His latest comment came after US President Joe Biden warned in an interview with CNN yesterday that he would stop some US weapons supplies to Israel if it goes ahead with a large-scale assault on Rafah, where some 1.4 million people are sheltering.

Mr Netanyahu did not mention the US threat, but stressed in comments delivered on the eve of Israel's Independence Day, marking the end of the 1948 Arab-Israeli war, that back then "we were few against many".

"Today we are much stronger. We are determined and we are united in order to defeat our enemies and those who want to destroy us," he insisted.

"We will fight with our fingernails. But we have much more than fingernails and with that same strength of spirit, with God's help, together we will win."

Analysts have said that they doubt the US move will have any immediate operational impact on the war.

Israeli military spokesman Daniel Hagari stressed this evening that the army had "enough weaponry to complete our mission in Rafah".

"The United States has helped us in an unprecedented manner since the start of the war," he said in a televised address.

"We have our own interests and we are sensitive to the US interests," he added.

Israeli tanks massed in southern Israel, near the border with Gaza

Israel says truce talks over, Rafah operation to proceed

Earlier, an Israeli delegation submitted Gaza truce mediators with its reservations about a Hamas proposal for a hostage-release deal and deems this round of negotiations in Cairo to have ended, a senior Israeli official said.

The Israeli delegation is returning from the Egyptian capital and Israel will proceed with its operation in Rafah and other parts of Gaza as planned, the official added.

Israeli tanks and warplanes have already bombarded parts of Rafah, Palestinian residents said.

Palestinian militant groups Hamas and Islamic Jihad said their fighters fired anti-tank rockets and mortars at Israeli tanks massed on the eastern outskirts of the city.

Residents and medics in Rafah, the biggest urban area in Gaza not yet overrun by Israeli ground forces, said an Israeli attack by a mosque killed at least three people and wounded others in the eastern Brazil neighbourhood.

Video footage from the scene showed the minaret lying in the rubble, two bodies wrapped in blankets and a wounded man being carried away.

On the city's eastern edge, residents said a helicopter opened fire, while drones hovered above houses in several areas, some close to rooftops.

Israel says Hamas militants are hiding in Rafah, where the population has been swelled by hundreds of thousands of Gazans seeking refuge from bombardments elsewhere in the coastal enclave, and it needs to eliminate them for its own security.

The Hamas delegation left the ceasefire talk in Cairo for Doha for consultations, blaming Israel for the lack of agreement so far

Palestinians living in Gaza City try to move to safer areas after Israeli attacks

80,000 Palestinians flee again this week

Israeli tanks seized the Gaza side of the Rafah border crossing with Egypt on Tuesday, cutting off a vital aid route and forcing 80,000 people to flee the city this week, according to the United Nations.

"The toll on these families is unbearable.

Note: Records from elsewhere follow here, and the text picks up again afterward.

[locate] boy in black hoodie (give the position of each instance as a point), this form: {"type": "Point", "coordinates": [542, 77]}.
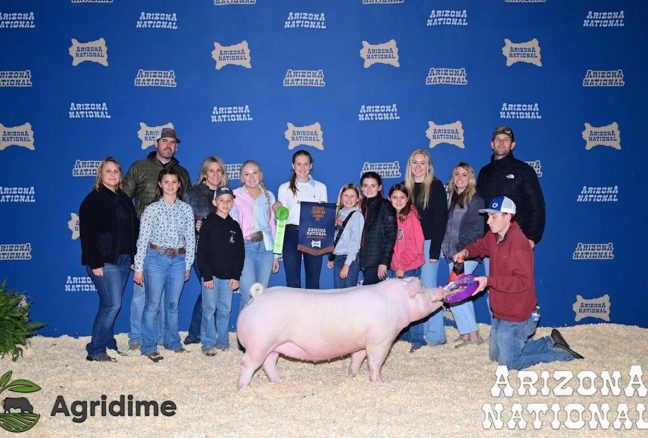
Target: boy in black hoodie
{"type": "Point", "coordinates": [220, 256]}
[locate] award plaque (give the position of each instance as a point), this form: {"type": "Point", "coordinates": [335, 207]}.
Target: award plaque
{"type": "Point", "coordinates": [281, 214]}
{"type": "Point", "coordinates": [316, 227]}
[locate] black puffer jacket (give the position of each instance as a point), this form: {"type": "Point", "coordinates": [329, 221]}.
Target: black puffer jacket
{"type": "Point", "coordinates": [514, 178]}
{"type": "Point", "coordinates": [379, 232]}
{"type": "Point", "coordinates": [200, 198]}
{"type": "Point", "coordinates": [102, 232]}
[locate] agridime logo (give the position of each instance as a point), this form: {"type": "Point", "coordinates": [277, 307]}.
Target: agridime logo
{"type": "Point", "coordinates": [237, 54]}
{"type": "Point", "coordinates": [309, 135]}
{"type": "Point", "coordinates": [385, 53]}
{"type": "Point", "coordinates": [22, 135]}
{"type": "Point", "coordinates": [17, 412]}
{"type": "Point", "coordinates": [94, 51]}
{"type": "Point", "coordinates": [451, 133]}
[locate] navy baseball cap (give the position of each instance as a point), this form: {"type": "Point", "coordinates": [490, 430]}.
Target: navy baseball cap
{"type": "Point", "coordinates": [500, 204]}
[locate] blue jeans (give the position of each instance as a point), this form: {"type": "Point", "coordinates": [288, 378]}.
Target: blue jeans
{"type": "Point", "coordinates": [196, 315]}
{"type": "Point", "coordinates": [164, 279]}
{"type": "Point", "coordinates": [464, 313]}
{"type": "Point", "coordinates": [434, 326]}
{"type": "Point", "coordinates": [110, 288]}
{"type": "Point", "coordinates": [216, 301]}
{"type": "Point", "coordinates": [292, 258]}
{"type": "Point", "coordinates": [511, 345]}
{"type": "Point", "coordinates": [256, 269]}
{"type": "Point", "coordinates": [370, 276]}
{"type": "Point", "coordinates": [352, 278]}
{"type": "Point", "coordinates": [413, 333]}
{"type": "Point", "coordinates": [137, 315]}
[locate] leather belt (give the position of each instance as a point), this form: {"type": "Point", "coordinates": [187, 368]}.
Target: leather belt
{"type": "Point", "coordinates": [168, 251]}
{"type": "Point", "coordinates": [257, 236]}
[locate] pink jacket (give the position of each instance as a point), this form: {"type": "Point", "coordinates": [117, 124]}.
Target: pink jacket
{"type": "Point", "coordinates": [408, 250]}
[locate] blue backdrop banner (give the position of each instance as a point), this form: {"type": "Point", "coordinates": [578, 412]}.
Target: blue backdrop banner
{"type": "Point", "coordinates": [357, 83]}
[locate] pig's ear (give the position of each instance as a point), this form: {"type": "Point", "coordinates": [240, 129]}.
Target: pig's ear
{"type": "Point", "coordinates": [413, 286]}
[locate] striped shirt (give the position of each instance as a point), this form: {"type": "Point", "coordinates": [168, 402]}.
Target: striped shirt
{"type": "Point", "coordinates": [169, 226]}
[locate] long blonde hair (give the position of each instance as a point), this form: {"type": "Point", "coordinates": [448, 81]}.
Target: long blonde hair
{"type": "Point", "coordinates": [348, 186]}
{"type": "Point", "coordinates": [462, 199]}
{"type": "Point", "coordinates": [205, 166]}
{"type": "Point", "coordinates": [98, 183]}
{"type": "Point", "coordinates": [423, 197]}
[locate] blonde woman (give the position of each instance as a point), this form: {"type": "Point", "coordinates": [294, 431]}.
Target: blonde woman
{"type": "Point", "coordinates": [430, 198]}
{"type": "Point", "coordinates": [212, 176]}
{"type": "Point", "coordinates": [253, 210]}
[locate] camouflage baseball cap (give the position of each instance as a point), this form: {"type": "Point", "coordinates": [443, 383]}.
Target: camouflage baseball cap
{"type": "Point", "coordinates": [503, 130]}
{"type": "Point", "coordinates": [169, 132]}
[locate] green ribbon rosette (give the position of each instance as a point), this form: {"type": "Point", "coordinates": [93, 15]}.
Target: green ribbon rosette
{"type": "Point", "coordinates": [282, 215]}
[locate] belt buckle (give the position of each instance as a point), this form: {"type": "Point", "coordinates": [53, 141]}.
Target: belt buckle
{"type": "Point", "coordinates": [257, 236]}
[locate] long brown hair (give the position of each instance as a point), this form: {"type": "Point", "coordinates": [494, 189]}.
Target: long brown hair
{"type": "Point", "coordinates": [293, 179]}
{"type": "Point", "coordinates": [423, 198]}
{"type": "Point", "coordinates": [98, 183]}
{"type": "Point", "coordinates": [462, 199]}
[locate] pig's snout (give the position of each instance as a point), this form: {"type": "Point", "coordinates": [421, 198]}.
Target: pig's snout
{"type": "Point", "coordinates": [256, 289]}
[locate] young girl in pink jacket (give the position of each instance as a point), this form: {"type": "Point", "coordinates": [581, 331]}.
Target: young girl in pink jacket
{"type": "Point", "coordinates": [408, 251]}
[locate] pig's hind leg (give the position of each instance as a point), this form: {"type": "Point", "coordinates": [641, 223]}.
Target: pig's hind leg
{"type": "Point", "coordinates": [248, 366]}
{"type": "Point", "coordinates": [356, 362]}
{"type": "Point", "coordinates": [270, 367]}
{"type": "Point", "coordinates": [376, 355]}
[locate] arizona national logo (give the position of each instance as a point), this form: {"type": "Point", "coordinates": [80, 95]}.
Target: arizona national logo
{"type": "Point", "coordinates": [17, 413]}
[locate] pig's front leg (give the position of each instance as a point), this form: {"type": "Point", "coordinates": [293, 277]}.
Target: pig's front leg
{"type": "Point", "coordinates": [270, 367]}
{"type": "Point", "coordinates": [356, 362]}
{"type": "Point", "coordinates": [376, 355]}
{"type": "Point", "coordinates": [248, 367]}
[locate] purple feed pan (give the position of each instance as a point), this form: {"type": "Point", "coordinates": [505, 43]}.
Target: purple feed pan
{"type": "Point", "coordinates": [460, 289]}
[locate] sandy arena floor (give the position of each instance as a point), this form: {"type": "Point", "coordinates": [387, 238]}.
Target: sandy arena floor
{"type": "Point", "coordinates": [437, 390]}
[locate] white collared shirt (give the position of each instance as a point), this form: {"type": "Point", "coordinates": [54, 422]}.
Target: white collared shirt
{"type": "Point", "coordinates": [311, 191]}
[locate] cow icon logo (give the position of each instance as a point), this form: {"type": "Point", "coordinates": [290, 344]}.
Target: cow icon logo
{"type": "Point", "coordinates": [17, 414]}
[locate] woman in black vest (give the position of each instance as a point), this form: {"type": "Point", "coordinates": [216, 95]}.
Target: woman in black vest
{"type": "Point", "coordinates": [107, 226]}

Nowhere is safe," the UN agency for Palestinian refugees said in a post on X.

Israel's United Nations ambassador Gilad Erdan said the US decision to pause some weapons deliveries to Israel would significantly impair the country's ability to neutralise Hamas' power, according to Israeli public radio.

But Defence Minister Yoav Gallant told Israel's "enemies and friends" it would do whatever necessary to achieve its war aims in Gaza, underlining the scale of the standoff.

Israel kept up tank and aerial strikes across Gaza and tanks advanced in the Zeitoun neighbourhood of Gaza City in the north, forcing hundreds of families to flee, residents said.

The Israeli military said it was securing Zeitoun, starting with a series of intelligence-based aerial strikes on approximately 25 "terror targets".

Deir Al-Balah in central Gaza was heaving with people who had fled Rafah in recent days. Palestinian medics said two people, including a woman, were killed when a drone fired a missile at a group of people there.